Locust lie prone on the cushion surface, put both hands on both sides of the body, open both feet the same width as the hip, inhale and prepare to exhale.

Both hands are backward and upward at the same time, and the palms of both hands are opposite.

Look straight ahead and maintain five breathing effects: enhance the awareness of back muscles and spine, and stretch chest and abdominal muscles.

5.

Lie on the dog’s stomach, put your hands on your chest, inhale on both sides, open your chest, push your shoulders up directly above your wrists, straighten your instep, and effectively push the inner side of your thighs up to maintain five breathing effects: enhance the spine and improve back stiffness and pain.

6.

Single leg downward dog pose, basic downward dog pose, abdominal adduction, sitting bone upward, right leg upward and backward, hip straightening, two fingers open and compact the ground, and keep the left heel on the ground for 5 breaths as far as possible.

Side effects: flexible hip, stretch hamstring muscles, front flexors, and strengthen back and shoulder muscles.

7.

In the wild pose, raise the right leg from the downward dog pose to the single leg downward dog pose.

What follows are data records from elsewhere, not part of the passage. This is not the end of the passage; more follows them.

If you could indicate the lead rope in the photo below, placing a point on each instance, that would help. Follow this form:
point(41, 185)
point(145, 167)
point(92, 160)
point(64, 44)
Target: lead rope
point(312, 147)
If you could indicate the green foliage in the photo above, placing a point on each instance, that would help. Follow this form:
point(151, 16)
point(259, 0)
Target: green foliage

At the same time, open the hip to the right and turn the body to the ceiling.

The toes of the right foot fall to the ground, extend the right arm to the right and straighten the left arm to maintain 8 breaths.

Side effects: make the wrist, arm and shoulder stronger and stretch the psoas muscle.

By opening the chest and stretching the sides of the body.

8.

If the plow cervical spine is bad, avoid this posture.

Lie on your back on the ground, put your hands on the side of the body, bend your knees, close your legs together, lift your legs up and back, touch the toes of your feet to the ground, straighten your legs, hips up, back up, spine extension, palms of both hands support your back, or put it on the ground.

Function: stretch back muscles, stimulate spinal nerves, and massage abdominal organs.

These movements can exercise back strength, strengthen the flexibility of the back, and keep practicing, so the back will naturally become thinner.